Kaggle / kagglehub

Python library to access Kaggle resources
Apache License 2.0
42 stars 7 forks source link

Download model files in parallel when < X files #122

Closed rosbo closed 2 months ago

rosbo commented 3 months ago

Blocked by: https://github.com/Kaggle/kaggleazure/pull/29608 (@stevemessick is working on the backend fix)

http://b/341160276

rosbo commented 3 months ago

@jeward414 I will add tests on Monday but here is what we did together. I also added the parallel download part.

rosbo commented 2 months ago

Note: integration test is failing until https://github.com/Kaggle/kaggleazure/pull/29608 is merged (@stevemessick is working on the backend fix). I will wait for the change to be deployed before merging this PR.
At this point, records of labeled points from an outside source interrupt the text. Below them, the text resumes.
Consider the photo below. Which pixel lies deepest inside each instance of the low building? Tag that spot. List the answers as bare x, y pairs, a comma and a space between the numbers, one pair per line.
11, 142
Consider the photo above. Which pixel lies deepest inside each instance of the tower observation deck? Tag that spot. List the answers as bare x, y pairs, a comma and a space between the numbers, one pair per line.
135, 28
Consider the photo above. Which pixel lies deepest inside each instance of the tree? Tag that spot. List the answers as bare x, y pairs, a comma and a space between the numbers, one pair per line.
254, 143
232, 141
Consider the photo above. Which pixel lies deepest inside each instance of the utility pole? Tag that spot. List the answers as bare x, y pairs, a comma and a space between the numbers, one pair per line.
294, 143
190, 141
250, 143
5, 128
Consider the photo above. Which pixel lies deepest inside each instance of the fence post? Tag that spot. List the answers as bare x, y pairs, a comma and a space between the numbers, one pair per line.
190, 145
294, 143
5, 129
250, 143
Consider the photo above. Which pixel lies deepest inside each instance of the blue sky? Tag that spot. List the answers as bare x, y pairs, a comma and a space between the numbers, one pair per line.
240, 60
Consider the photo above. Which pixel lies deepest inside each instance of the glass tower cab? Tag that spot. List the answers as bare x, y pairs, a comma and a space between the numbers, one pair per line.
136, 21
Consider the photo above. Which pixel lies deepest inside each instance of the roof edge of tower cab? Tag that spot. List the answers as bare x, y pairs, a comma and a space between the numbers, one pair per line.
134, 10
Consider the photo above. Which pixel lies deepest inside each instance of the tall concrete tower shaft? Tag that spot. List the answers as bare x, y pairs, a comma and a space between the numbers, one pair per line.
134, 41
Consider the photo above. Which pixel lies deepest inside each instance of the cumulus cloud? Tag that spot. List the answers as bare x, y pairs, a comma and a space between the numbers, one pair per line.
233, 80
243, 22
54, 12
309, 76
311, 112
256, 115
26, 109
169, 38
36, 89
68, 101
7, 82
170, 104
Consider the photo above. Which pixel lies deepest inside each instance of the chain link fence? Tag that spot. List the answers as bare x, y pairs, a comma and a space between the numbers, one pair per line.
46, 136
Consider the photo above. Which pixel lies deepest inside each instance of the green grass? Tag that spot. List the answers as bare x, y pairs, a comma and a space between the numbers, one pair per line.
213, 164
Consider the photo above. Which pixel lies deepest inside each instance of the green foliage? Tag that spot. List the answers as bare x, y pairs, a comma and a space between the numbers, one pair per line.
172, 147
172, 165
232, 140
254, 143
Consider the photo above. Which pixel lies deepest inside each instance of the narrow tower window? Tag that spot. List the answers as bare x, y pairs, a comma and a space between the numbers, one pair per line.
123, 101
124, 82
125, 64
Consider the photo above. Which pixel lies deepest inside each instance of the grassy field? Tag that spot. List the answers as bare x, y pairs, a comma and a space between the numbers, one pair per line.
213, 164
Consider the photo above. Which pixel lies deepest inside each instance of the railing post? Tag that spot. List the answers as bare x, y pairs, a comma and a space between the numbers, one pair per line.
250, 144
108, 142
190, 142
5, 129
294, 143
rosbo commented 2 months ago

I found why the integration tests were failing on CI but not when running locally.

There is a kaggle-api-enable-pagination feature flag for the new ListModelInstanceVersionFilesHandler. It is currently released to 50%. The integrationtester on CI didn't fall into this bucket so it was always getting an empty response when listing files: https://github.com/Kaggle/kaggleazure/blob/dc89139c44f4d0ab33c1331c4326340619b3f6a0/Kaggle.Services.Models/Handlers/ModelApiService/V1/ListModelInstanceVersionFilesHandler.cs#L86

@stevemessick Are you planning to turn the feature flag to public soon? Also, did we need the feature flag for the model handler given it is new?

stevemessick commented 2 months ago

@rosbo That FF was supposed to have been 100% but the update didn't stick. I just verified it is now 100%.

The FF will be removed by https://github.com/Kaggle/kaggleazure/pull/29772.

stevemessick commented 2 months ago

I re-ran the failing check, and it is passing now.

rosbo commented 2 months ago

Thank you @stevemessick 👏